Syllabus and Overview of PHY 415#
In designing this course, we plan to emphasize more independent learning on your part and greater agency for you in determining what you learn and how you demonstrate you have learned. So you should expect:
to read a variety of pieces of information to coordinate information
to present your ideas publicly and to discuss them
to learn new approaches and novel techniques on your own
to become more expert than me in the areas of your interest
to learn more about scientists that you have not learned about
This is not to say that you are on your own. Here’s what you can expect from us:
resources, information, and tools to help you learn
support and scaffolding to move you towards more independence in your learning
timely and detailed feedback to help you along
a commitment to an inclusive classroom
Statement on the use of Generative AI tools
Contact Information#
Web page#
Web page for this class: https://dannycab.github.io/phy415fall23/content/intro
Instructor#
Prof. Danny Caballero (he/him/his)
Class Meetings: Tuesdays and Thursdays 10:20am-12:10pm (Location: 1300 BPS)

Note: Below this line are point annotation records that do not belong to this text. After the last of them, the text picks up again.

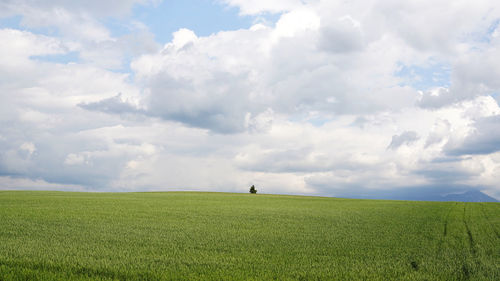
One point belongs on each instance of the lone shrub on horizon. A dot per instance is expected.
(253, 190)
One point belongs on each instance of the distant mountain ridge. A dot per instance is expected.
(425, 194)
(469, 196)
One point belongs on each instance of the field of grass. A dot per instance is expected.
(223, 236)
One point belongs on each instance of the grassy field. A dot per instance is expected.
(222, 236)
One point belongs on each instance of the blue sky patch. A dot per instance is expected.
(203, 17)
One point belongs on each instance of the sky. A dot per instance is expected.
(332, 98)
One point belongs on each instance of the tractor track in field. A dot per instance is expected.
(469, 234)
(445, 229)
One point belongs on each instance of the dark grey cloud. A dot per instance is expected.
(484, 140)
(407, 138)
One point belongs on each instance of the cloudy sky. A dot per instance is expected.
(336, 98)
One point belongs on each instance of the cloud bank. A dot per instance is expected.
(336, 99)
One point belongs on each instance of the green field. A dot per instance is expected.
(223, 236)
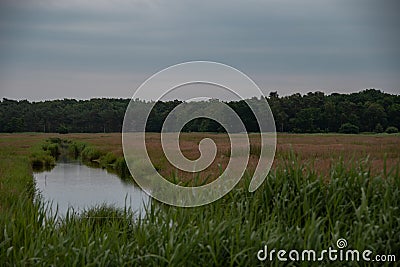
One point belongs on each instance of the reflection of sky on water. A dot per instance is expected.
(78, 186)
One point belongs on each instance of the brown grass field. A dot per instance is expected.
(318, 152)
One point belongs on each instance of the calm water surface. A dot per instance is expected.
(72, 184)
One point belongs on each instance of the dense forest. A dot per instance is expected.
(366, 111)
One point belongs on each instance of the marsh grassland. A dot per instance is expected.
(321, 188)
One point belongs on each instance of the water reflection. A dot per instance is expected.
(72, 184)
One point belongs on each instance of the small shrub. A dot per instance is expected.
(349, 128)
(378, 128)
(122, 168)
(391, 129)
(108, 159)
(76, 148)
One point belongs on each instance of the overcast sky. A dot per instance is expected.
(84, 49)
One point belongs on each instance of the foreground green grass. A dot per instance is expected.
(293, 209)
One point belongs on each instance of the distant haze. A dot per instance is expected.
(85, 49)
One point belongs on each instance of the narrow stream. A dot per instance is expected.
(77, 186)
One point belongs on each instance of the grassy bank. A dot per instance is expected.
(295, 208)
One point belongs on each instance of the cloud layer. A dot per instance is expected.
(84, 49)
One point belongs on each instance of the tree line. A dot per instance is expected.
(370, 110)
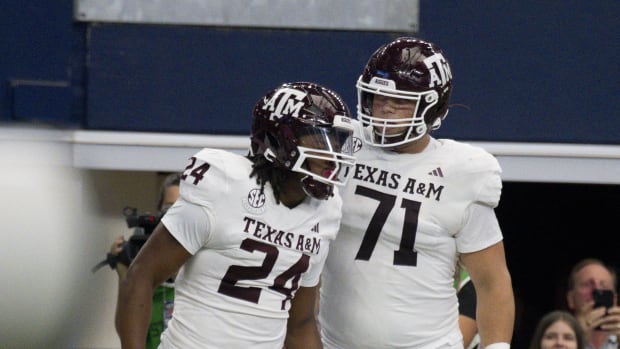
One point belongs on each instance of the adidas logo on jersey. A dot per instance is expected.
(436, 172)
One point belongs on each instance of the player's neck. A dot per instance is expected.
(414, 147)
(292, 193)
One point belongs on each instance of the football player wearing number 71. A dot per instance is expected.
(249, 234)
(413, 207)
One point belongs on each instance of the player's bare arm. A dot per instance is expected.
(302, 331)
(495, 300)
(148, 270)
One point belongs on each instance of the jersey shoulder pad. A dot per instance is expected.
(212, 174)
(477, 167)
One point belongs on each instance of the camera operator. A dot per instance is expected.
(163, 296)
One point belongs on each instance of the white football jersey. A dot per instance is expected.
(250, 255)
(388, 279)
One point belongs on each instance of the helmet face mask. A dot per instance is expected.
(305, 128)
(409, 69)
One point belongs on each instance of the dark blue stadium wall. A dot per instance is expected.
(533, 71)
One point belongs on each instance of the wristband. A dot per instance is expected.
(500, 345)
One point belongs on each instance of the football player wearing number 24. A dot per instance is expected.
(249, 235)
(413, 207)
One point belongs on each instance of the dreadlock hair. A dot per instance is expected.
(265, 171)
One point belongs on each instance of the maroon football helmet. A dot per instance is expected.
(310, 111)
(406, 68)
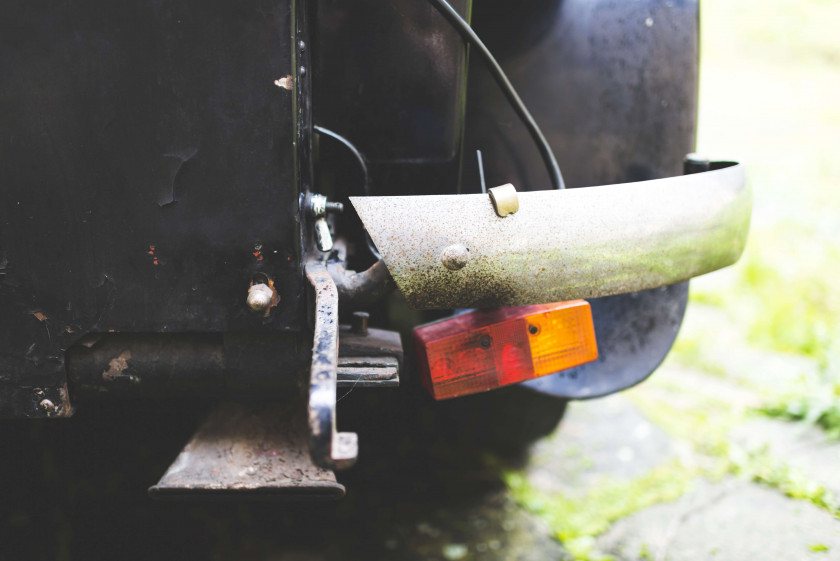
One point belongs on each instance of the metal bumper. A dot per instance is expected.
(453, 251)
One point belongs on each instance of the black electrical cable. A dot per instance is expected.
(363, 165)
(469, 36)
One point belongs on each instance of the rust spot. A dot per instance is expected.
(117, 366)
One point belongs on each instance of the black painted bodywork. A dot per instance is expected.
(147, 171)
(613, 85)
(149, 167)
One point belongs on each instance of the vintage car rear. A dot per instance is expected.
(258, 202)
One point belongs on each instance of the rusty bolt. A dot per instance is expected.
(334, 208)
(259, 297)
(359, 322)
(48, 407)
(455, 257)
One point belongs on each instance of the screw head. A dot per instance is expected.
(455, 257)
(48, 407)
(259, 297)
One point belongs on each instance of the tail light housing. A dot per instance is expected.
(487, 349)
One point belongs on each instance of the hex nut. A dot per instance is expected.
(455, 257)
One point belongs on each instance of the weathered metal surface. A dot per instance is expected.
(249, 451)
(363, 287)
(329, 448)
(391, 78)
(217, 365)
(147, 171)
(156, 365)
(613, 85)
(368, 371)
(562, 245)
(634, 332)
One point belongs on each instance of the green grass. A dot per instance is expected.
(770, 97)
(576, 521)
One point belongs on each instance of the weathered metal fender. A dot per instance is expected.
(454, 251)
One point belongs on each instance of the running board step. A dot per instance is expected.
(249, 451)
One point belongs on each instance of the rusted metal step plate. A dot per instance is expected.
(249, 451)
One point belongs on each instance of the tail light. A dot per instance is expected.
(487, 349)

Email: caball14@msu.edu, office: 1310-A BPS
Office hrs: 4:00pm-5:00pm Wednesdays & Thursdays in the Strosacker Help Room (or zoom). If I’m not in Stroscaker, I’m in 1310 BPS; just come in. I also have an “open door” policy (find a time). I enjoy visiting and talking with you about physics.
Teaching Assistant/Grader#
Ian Neuhart (he/him/his)
Email: neuharti@msu.edu; office: 4214 BPS
Office hrs: 1:30pm-2:30pm Tuesdays, or by appointment
Learning Assistant#
Alia Valentine (she/her/hers)
Email: valen176@msu.edu
Office hrs: 3:00pm-5:00pm Fridays in the Strosacker Help Room. If I’m not in Stroscaker, I’m in 1310 BPS; just come in. Feel free to email me if you want to set up a time. I too enjoy visiting and talking with you about math and physics.
Grading#
Details about course activities are here and information regarding assessment is here. Your grade will be comprised of completing weekly discussion questions, seven of eight worked problems, and three of four projects that you will complete in the form of a Jupyter notebook (a “computational essay”, which we will discuss later).

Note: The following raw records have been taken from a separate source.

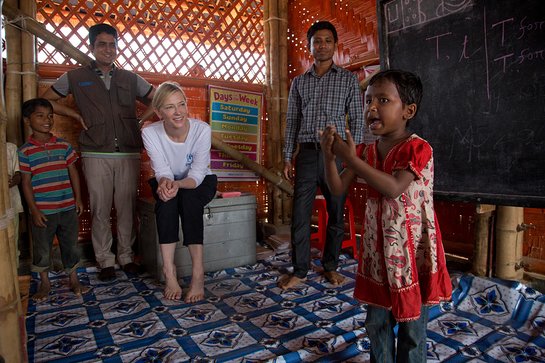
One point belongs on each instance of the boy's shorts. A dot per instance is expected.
(65, 226)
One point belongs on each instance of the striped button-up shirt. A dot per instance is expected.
(316, 102)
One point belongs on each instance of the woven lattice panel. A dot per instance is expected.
(356, 24)
(209, 38)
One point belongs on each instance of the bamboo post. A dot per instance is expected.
(11, 319)
(277, 180)
(509, 237)
(483, 216)
(274, 108)
(28, 62)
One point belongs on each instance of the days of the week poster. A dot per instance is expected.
(235, 118)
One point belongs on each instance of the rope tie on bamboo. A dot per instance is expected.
(275, 18)
(6, 218)
(22, 73)
(14, 22)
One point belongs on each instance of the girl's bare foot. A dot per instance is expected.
(196, 289)
(172, 291)
(43, 292)
(334, 277)
(289, 281)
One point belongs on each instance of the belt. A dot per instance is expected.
(310, 145)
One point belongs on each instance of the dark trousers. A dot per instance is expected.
(309, 174)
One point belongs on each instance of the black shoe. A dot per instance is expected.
(107, 274)
(132, 268)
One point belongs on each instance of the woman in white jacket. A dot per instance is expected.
(179, 149)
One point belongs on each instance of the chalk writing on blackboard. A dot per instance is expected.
(482, 64)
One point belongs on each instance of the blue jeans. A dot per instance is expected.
(411, 336)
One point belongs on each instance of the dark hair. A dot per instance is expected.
(30, 106)
(97, 29)
(321, 25)
(409, 85)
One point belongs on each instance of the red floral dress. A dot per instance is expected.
(402, 264)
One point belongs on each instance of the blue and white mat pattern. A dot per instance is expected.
(246, 318)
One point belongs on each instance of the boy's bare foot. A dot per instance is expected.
(43, 292)
(172, 291)
(334, 277)
(196, 290)
(289, 281)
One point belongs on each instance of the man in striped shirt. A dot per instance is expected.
(324, 95)
(51, 188)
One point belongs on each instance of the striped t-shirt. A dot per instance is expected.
(48, 163)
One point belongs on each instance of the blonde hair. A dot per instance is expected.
(164, 90)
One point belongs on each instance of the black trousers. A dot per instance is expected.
(188, 205)
(309, 175)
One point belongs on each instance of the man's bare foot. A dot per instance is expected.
(289, 281)
(334, 277)
(77, 288)
(43, 292)
(172, 291)
(196, 290)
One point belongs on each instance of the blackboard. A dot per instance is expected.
(482, 64)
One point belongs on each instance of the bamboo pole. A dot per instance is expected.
(28, 62)
(286, 201)
(26, 22)
(274, 106)
(13, 81)
(509, 242)
(11, 347)
(483, 217)
(277, 180)
(11, 318)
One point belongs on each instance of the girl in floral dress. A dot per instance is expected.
(402, 268)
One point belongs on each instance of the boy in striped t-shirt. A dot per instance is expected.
(51, 188)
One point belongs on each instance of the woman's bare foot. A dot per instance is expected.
(196, 289)
(77, 288)
(289, 281)
(43, 292)
(173, 290)
(334, 277)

Your grade is comprised of the following:
Activity |
Percent of Grade |
---|---|
Weekly Reading Questions (completion) |
5% |
Seven of Eight Worked Problems (5% each) |
35% |
Three of Four Projects (see below) |
60% |
Total |
100% |
Your grade on each project is split between completion (50%) and quality (50%). We will collectively define “quality” in class, but we have provided a preliminary rubric for us to work from for the first project. Your final grade will be scaled based on your best performances; there will be slightly more projects than what comprises your grade. The intent here is to to allow you space to explore a model or project that you really enjoy, and to reward you for doing that. How your project grade is calculated appears below.
Activity |
Percent of Grade |
---|---|
Best Project Grade |
25% |
2nd Best Project Grade |
20% |
3rd Best Project Grade |
15% |
While attendance is not required, you are unlikely to succeed with your projects without regular attendance and engagement.
“Extra” Credit#
We get that you might want to do more of the projects or maybe you fell a little behind during the semester. If you complete 8 of the 8 worked problems, you can earn up to another 5%. If you complete four projects, then your lowest scoring project will be included up to an additional 10%. These have to be completed within the usual due dates for the worked problems and projects; not at the end of the semester.